NATO’s Alliance Ground Surveillance main operating base, including all five of its RQ-4D Phoenix remotely piloted aircraft, also calls NAS Sigonella home.
Looking back on that growth as the base celebrated its 65th anniversary earlier this month, Graziano counted several construction and engineering projects, such as one replacing an aging JP-5 jet fuel facility around 1992. That facility also included a land purchase that doubled the size of the base’s operations site, he said.
“We did a good job allowing NAS Sigonella to be open to new operations, new forces,” said Graziano, an engineer and planner for Naval Facilities Engineering Systems Command, whose career at the base started in 1982.
The base now comprises an administrative site called NAS I and an operations site, NAS II, about 7 miles away. It also operates a support facility at a nearby NATO pier and a separate naval radio transmitter facility, according to the installation’s website.
NAS Sigonella was established on June 15, 1959, primarily to house a P-2V Neptune patrol and anti-submarine unit that was stationed at a British air base in Malta.
Its location originally was an abandoned World War II Axis airfield that included communication tunnels, command structures and an ammunition dump that eventually were built over, the Navy said.
Construction on the base, then designated a naval air facility, began in September 1957, with its airfield ready for daylight flights in August 1959. By the end of November that year, there were 359 personnel assigned to the base. A further 234 were in deployed squadrons, according to the Navy.
When now-Capt. Aaron Shoemaker arrived at Sigonella in 2001 for a six-month deployment as a P-3 Orion pilot assigned to Patrol Squadron 26, or VP-26, the base’s current commissary and exchange had not been built. Neither had a family housing complex now near NAS II, he said.
Now the NAS Sigonella commander, Shoemaker didn’t make many observations of the base as a young pilot at the time. His focus was more on the busy operational tempo, which included missions related to conflict in Eastern Europe, he said.
But he did notice that the local Sicilian community treated U.S. personnel like family, an impression reinforced during a subsequent deployment in 2010 and again when Shoemaker took charge in April 2022.
“It’s as true now as it’s ever been,” he said.
Shoemaker believes that the relationship is rooted in the shared sacrifices of the Allied invasion of Sicily, or Operation Husky, nearly 81 years ago.
“There is an understanding of what things like liberty and democracy mean in a country that was once occupied by Nazi fascism,” he said. “This continent dealt with occupation, and that is not something that the U.S. has ever had to contend with like the European theater has.”

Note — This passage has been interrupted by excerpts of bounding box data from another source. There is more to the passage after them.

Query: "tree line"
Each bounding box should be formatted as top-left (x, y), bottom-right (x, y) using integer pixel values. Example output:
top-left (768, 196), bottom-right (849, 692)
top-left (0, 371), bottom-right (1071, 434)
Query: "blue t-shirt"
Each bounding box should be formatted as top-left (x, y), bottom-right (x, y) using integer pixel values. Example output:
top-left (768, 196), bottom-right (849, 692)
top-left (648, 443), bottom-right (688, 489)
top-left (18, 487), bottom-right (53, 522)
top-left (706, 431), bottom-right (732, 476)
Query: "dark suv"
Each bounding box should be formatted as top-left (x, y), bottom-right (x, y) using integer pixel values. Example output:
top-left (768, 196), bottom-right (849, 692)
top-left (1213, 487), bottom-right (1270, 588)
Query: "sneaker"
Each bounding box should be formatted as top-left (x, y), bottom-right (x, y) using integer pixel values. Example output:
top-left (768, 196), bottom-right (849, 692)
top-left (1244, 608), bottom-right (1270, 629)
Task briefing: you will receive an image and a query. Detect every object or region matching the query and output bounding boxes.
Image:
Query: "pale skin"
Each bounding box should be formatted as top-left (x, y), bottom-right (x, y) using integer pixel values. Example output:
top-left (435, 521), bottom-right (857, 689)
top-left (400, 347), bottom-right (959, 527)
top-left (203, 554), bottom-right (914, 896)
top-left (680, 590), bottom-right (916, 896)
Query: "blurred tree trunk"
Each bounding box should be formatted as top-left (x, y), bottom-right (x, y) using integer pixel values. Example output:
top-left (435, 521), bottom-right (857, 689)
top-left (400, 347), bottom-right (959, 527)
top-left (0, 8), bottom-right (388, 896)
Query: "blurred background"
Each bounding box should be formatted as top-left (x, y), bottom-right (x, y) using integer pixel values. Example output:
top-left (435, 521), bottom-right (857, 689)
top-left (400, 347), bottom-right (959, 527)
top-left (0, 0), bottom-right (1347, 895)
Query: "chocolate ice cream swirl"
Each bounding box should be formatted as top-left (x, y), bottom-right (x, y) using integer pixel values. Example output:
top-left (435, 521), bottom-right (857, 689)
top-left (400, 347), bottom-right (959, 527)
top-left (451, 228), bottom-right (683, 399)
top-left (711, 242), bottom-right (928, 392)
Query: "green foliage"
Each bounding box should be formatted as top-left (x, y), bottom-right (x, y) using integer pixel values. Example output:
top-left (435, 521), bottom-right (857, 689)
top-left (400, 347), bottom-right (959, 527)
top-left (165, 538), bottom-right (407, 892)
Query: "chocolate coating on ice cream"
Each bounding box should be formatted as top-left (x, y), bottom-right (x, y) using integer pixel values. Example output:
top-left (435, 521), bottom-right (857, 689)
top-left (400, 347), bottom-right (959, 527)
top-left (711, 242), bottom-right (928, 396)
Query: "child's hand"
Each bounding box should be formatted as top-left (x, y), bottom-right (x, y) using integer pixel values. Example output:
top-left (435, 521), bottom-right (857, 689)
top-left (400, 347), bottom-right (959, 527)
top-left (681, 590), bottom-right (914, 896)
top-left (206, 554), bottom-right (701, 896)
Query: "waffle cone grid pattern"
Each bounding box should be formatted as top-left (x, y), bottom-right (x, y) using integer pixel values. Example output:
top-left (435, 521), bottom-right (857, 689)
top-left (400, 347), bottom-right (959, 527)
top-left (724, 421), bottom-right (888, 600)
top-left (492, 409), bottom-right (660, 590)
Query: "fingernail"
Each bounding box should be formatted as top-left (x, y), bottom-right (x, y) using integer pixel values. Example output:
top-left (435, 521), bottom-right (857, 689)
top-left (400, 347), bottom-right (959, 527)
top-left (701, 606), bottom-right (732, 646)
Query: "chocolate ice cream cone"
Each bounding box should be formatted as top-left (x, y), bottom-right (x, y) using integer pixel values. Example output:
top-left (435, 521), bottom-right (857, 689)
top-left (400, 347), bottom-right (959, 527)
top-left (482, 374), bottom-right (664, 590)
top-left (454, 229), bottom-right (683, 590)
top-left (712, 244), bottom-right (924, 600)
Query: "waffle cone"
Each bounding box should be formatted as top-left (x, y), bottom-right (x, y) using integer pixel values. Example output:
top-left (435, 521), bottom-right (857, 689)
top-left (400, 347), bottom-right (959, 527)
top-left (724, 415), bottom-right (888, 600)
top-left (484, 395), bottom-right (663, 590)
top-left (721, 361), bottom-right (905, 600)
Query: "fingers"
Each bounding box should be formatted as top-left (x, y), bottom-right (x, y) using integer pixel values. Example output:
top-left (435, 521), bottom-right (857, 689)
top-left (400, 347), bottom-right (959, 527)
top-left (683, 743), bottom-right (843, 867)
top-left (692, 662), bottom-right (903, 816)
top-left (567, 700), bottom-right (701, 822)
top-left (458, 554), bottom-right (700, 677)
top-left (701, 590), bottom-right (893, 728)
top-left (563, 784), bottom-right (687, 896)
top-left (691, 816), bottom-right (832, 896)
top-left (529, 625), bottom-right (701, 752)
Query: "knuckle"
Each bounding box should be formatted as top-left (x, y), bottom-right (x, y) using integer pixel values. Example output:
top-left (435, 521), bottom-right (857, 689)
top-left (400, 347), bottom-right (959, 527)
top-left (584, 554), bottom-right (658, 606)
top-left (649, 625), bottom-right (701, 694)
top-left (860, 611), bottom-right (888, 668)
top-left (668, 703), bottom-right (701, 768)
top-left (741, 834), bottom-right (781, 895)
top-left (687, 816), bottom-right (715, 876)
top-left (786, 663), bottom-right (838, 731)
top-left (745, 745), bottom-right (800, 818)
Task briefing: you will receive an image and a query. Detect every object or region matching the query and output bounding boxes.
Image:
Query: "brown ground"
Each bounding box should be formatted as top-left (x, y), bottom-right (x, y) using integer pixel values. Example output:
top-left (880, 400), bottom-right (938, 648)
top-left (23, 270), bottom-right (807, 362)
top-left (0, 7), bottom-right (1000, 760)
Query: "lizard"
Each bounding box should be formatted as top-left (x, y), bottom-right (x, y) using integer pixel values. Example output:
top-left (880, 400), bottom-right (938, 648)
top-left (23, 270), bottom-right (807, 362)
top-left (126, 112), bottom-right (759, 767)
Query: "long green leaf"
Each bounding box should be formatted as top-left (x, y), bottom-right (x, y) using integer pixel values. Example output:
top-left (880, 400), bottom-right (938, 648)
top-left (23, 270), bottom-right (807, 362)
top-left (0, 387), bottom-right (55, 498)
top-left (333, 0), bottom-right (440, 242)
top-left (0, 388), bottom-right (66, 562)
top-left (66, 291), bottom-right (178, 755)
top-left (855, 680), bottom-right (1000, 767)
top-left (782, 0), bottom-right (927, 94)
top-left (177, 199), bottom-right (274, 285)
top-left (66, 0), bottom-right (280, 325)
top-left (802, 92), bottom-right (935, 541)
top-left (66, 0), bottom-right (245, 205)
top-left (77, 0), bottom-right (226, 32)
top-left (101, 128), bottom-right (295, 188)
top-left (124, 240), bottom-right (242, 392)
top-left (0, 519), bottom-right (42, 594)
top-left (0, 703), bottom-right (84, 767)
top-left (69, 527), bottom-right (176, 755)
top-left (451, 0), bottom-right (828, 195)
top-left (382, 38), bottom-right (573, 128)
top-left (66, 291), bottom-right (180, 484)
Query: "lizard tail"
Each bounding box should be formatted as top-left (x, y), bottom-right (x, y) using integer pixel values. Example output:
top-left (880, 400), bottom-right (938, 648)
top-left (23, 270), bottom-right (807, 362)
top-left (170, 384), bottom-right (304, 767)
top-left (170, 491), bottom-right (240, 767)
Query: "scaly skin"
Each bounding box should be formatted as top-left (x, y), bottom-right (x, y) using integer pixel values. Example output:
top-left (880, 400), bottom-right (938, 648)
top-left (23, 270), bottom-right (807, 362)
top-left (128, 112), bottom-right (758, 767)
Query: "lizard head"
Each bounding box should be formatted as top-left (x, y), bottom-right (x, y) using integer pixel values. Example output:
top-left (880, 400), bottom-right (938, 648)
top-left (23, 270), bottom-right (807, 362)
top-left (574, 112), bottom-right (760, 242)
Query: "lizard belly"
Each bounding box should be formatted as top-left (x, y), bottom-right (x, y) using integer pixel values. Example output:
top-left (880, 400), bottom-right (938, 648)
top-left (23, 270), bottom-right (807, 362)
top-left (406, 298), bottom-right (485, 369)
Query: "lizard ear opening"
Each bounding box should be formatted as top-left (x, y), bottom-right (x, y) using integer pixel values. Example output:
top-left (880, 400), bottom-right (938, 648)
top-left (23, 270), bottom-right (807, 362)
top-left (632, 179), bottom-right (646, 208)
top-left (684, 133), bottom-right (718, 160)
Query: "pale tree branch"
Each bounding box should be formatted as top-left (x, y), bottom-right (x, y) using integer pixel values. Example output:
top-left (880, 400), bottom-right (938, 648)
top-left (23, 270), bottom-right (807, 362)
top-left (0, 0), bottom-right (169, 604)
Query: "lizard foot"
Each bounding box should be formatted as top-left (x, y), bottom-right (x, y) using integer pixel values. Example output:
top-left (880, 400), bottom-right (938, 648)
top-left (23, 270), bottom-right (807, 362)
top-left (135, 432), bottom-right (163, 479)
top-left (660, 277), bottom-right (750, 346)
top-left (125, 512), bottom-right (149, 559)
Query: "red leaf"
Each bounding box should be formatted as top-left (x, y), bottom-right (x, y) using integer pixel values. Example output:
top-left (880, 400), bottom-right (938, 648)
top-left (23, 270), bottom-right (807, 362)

That context, along with NAS Sigonella’s establishment some 10 years after the formation of NATO, is important in recognizing the base’s milestone anniversary, as well as the installation’s growing role within in the alliance, he said.
“There are things going on the world that want to challenge those ideals and values that NATO represents,” said Shoemaker, alluding to Russia’s military campaign in Ukraine, Houthi threats in the Red Sea and the Israel-Hamas war. “You can’t assure those values if you aren’t in the area where conflicts are happening, or you can’t reach them.”